Spectacle de Hugues Duquesne et Larry Benzaken, Création musicale de Franck Lebon avec Larry Benzaken & Robin Lebon.
Sur la scène, il y a d'un côté, un micro, une loge, un paravent et, de l'autre, une batterie, un ensemble de percussions et divers instruments.
Dans l'ambiance tamisée propre au music-hall, Larry Benzaken (acteur) et Franck Lebon (instrumentiste) vont raconter l'histoire extraordinaire du premier noir américain à devenir une immense vedette qui aura franchi le mur aussi visible qu'invisible qui séparait les races.
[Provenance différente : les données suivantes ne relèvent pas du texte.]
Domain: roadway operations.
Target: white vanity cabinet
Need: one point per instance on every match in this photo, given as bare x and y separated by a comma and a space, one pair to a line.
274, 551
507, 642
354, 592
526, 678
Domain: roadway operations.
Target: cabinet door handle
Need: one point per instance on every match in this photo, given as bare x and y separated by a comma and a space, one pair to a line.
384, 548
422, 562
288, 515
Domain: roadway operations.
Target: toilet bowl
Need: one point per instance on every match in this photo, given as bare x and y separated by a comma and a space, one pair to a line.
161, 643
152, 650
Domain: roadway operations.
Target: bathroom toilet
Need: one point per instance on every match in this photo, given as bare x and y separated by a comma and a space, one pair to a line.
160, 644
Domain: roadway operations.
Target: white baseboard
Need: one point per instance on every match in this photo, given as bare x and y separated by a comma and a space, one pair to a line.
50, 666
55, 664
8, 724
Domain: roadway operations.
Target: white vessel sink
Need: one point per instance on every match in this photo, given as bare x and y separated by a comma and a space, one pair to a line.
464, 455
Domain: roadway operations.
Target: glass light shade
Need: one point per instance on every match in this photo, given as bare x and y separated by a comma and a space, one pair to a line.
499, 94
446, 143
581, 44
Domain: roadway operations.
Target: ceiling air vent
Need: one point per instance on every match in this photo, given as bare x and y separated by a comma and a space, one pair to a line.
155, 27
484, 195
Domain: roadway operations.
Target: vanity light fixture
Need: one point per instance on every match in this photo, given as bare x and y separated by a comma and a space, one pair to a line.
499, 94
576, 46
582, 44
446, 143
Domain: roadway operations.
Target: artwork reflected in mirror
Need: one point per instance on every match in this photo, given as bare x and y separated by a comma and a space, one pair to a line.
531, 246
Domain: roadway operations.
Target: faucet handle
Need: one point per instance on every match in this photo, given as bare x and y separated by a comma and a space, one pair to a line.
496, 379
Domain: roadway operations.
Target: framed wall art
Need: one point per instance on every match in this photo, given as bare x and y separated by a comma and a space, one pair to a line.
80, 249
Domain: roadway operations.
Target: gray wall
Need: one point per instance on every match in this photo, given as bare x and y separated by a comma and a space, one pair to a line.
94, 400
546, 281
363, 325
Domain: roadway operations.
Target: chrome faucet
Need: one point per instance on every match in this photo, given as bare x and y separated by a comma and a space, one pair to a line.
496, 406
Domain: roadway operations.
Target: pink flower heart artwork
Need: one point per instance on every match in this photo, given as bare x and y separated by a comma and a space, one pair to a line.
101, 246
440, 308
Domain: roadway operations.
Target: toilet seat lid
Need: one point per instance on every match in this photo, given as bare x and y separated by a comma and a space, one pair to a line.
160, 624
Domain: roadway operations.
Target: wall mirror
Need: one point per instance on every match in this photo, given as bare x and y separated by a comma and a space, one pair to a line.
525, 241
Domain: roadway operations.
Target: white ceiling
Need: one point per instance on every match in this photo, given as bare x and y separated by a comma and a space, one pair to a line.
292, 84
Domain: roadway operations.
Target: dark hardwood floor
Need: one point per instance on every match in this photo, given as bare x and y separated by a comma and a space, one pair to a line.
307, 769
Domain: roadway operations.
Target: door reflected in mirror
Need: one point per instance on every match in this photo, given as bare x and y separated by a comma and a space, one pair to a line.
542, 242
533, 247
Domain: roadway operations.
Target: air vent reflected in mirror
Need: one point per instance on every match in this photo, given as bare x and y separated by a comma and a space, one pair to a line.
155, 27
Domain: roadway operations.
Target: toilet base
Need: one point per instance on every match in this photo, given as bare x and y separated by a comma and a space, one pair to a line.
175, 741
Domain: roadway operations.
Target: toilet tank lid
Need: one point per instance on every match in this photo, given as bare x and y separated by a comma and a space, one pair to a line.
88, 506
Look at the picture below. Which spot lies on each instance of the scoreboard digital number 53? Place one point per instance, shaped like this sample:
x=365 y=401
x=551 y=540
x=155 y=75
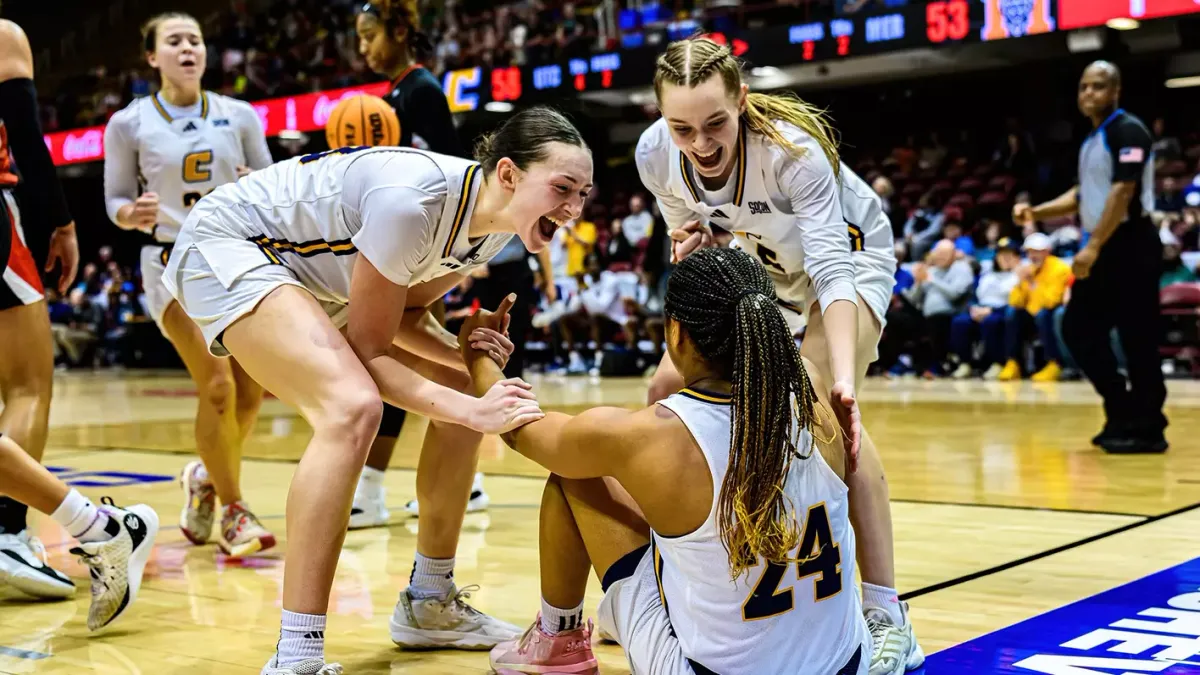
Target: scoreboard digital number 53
x=947 y=19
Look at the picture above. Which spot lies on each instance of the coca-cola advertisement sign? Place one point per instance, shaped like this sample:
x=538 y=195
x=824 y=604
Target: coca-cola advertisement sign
x=306 y=112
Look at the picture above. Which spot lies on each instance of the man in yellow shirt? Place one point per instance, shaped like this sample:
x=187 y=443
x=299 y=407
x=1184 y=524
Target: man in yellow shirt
x=1043 y=282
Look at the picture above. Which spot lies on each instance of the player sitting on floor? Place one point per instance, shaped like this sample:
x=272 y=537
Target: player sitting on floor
x=709 y=517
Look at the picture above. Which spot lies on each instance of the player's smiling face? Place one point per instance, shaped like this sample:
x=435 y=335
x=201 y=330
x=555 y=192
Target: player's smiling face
x=703 y=123
x=179 y=51
x=550 y=193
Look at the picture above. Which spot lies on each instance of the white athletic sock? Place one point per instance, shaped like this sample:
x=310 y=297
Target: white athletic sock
x=301 y=635
x=555 y=621
x=888 y=599
x=432 y=578
x=83 y=520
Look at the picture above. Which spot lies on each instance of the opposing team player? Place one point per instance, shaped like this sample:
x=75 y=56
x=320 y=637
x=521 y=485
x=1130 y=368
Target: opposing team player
x=391 y=41
x=271 y=267
x=114 y=543
x=162 y=153
x=766 y=168
x=717 y=519
x=33 y=211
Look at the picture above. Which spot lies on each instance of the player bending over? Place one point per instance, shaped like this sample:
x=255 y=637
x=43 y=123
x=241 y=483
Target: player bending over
x=273 y=267
x=717 y=519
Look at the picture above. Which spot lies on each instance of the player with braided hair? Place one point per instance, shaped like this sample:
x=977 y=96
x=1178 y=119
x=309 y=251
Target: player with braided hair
x=739 y=471
x=766 y=168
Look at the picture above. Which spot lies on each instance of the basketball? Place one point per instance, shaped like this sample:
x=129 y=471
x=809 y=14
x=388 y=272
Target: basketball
x=363 y=120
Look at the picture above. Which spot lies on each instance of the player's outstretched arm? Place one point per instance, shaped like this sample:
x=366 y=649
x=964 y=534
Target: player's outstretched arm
x=594 y=443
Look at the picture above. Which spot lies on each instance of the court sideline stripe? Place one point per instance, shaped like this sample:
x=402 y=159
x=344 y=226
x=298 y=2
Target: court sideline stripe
x=1021 y=507
x=1048 y=553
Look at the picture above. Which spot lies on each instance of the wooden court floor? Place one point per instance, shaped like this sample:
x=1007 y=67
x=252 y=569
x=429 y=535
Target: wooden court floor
x=1002 y=511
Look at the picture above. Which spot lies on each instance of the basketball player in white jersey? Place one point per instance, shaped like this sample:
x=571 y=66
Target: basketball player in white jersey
x=766 y=168
x=274 y=267
x=113 y=543
x=717 y=519
x=162 y=153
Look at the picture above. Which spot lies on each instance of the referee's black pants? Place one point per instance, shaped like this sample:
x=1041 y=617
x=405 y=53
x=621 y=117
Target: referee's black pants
x=1122 y=292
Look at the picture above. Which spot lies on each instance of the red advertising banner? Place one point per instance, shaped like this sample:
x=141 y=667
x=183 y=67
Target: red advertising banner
x=1080 y=13
x=306 y=112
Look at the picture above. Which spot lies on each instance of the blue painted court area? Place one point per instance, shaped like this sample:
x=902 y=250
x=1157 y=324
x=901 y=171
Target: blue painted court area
x=106 y=478
x=1151 y=625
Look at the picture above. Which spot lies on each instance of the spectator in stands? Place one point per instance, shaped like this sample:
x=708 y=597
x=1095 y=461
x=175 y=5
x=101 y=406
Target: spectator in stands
x=1043 y=282
x=923 y=228
x=985 y=317
x=953 y=231
x=79 y=332
x=941 y=288
x=885 y=189
x=637 y=225
x=1170 y=197
x=1174 y=269
x=1165 y=148
x=991 y=237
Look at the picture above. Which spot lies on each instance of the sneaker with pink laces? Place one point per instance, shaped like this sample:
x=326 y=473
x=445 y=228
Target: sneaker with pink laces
x=541 y=653
x=241 y=533
x=201 y=501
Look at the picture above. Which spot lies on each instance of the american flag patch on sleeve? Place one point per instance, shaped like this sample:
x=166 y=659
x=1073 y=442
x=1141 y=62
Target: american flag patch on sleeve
x=1132 y=156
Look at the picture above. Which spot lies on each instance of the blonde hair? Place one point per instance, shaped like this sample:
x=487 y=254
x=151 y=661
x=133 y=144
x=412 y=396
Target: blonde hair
x=150 y=28
x=690 y=63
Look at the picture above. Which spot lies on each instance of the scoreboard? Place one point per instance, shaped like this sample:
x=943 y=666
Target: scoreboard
x=933 y=24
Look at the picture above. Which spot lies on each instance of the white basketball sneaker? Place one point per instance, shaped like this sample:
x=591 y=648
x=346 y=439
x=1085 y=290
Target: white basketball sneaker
x=370 y=507
x=118 y=563
x=447 y=622
x=306 y=667
x=24 y=567
x=894 y=647
x=479 y=500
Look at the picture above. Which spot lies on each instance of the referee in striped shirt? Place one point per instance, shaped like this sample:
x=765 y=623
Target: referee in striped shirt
x=1116 y=273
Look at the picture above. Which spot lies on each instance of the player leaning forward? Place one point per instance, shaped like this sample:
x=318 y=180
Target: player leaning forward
x=766 y=168
x=273 y=267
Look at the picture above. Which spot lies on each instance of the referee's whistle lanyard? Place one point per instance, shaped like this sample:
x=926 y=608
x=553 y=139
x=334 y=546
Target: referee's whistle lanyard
x=1105 y=123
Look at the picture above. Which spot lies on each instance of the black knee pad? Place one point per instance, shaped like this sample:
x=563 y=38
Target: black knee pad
x=391 y=422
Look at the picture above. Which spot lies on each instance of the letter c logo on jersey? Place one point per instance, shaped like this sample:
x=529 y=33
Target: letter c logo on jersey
x=196 y=166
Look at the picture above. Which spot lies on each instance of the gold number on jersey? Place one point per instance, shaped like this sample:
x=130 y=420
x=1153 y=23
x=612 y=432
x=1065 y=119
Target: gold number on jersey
x=190 y=198
x=819 y=554
x=197 y=166
x=856 y=238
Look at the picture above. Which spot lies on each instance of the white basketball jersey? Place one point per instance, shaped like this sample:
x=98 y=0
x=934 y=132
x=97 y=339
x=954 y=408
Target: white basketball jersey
x=803 y=617
x=184 y=159
x=761 y=217
x=408 y=209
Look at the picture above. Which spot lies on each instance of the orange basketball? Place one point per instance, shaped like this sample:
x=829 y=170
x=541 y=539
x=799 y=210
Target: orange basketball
x=363 y=120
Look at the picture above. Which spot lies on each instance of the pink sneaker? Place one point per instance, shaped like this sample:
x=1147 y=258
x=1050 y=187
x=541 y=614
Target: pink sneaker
x=538 y=652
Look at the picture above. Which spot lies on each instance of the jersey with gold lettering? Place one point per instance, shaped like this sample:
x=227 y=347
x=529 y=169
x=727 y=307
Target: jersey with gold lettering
x=179 y=154
x=406 y=210
x=821 y=237
x=804 y=616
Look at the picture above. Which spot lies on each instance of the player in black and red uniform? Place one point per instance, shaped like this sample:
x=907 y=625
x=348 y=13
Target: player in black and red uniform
x=114 y=543
x=390 y=41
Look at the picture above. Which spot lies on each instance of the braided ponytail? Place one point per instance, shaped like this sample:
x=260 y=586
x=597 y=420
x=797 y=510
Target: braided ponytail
x=726 y=303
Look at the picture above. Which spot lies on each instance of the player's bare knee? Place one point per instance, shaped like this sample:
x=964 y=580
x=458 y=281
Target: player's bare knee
x=354 y=417
x=219 y=392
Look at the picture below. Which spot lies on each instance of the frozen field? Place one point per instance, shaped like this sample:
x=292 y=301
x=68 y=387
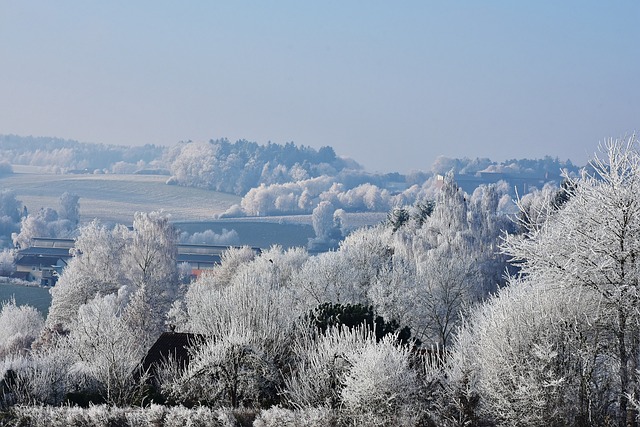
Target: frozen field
x=115 y=198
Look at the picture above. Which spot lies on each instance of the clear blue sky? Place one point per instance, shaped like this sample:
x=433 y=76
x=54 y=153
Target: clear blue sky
x=390 y=84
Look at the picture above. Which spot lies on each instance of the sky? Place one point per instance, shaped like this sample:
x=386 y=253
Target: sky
x=392 y=85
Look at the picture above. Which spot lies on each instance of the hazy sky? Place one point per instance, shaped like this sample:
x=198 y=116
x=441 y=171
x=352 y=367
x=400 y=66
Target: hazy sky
x=391 y=84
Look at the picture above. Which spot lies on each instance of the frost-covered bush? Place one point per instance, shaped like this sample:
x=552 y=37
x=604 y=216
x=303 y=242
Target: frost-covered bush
x=106 y=416
x=277 y=416
x=380 y=387
x=533 y=355
x=19 y=327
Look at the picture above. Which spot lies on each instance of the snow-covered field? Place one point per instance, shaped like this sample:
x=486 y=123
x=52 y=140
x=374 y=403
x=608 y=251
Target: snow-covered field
x=115 y=198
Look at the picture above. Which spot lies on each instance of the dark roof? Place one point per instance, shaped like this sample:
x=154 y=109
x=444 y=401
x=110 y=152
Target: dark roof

A simplement consulter les étapes de sa carrière, la vie de Sammy Davis, enfant de la balle ultra-doué, est une série de succès, presque sans fausses notes, vers la gloire. Un destin à l'américaine...Mais en apparence. Car rien n'a été facile pour le petit garçon participant au numéro de son père et de son oncle dès l'âge de trois ou quatre ans.
Larry Benzaquen raconte Sammy à la première personne. Il résume sa vie pleine des hauts connus et des bas qu'il met en évidence. Rien n'a été facile pour un artiste-né qui avait un talent exceptionnel... mais une peau d'une couleur mal venue dans l'Amérique des années trente, et pas encore très bien venue dans celle des années quarante et cinquante...
Larry raconte Sammy sans jouer le mimétisme. Et cela marche : il est costaud et ne chante pas d'une voix de velours. Mais il EST Sammy le petit noir chétif au nez cassé. Il l'incarne dans ses doutes, ses écorchures et ses émerveillements.
Le parti-pris de Larry Benzaken et de Hugues Duquesne, son metteur en scène, dans ce qu'ils appellent une "odyssée musicale", n'a pas été de faire connaître le "vrai" Sammy Davis Jr avec les nombreuses vidéos de l'artiste ou avec ses centaines d'enregistrement. Ce n'est pas un spectacle musical mais du théâtre avec en contrepoint une création musicale de Franck Lebon, interprétée et parfois improvisée par l'excellent Robin Lebon, multi-instrumentiste et véritable partenaire du narrateur.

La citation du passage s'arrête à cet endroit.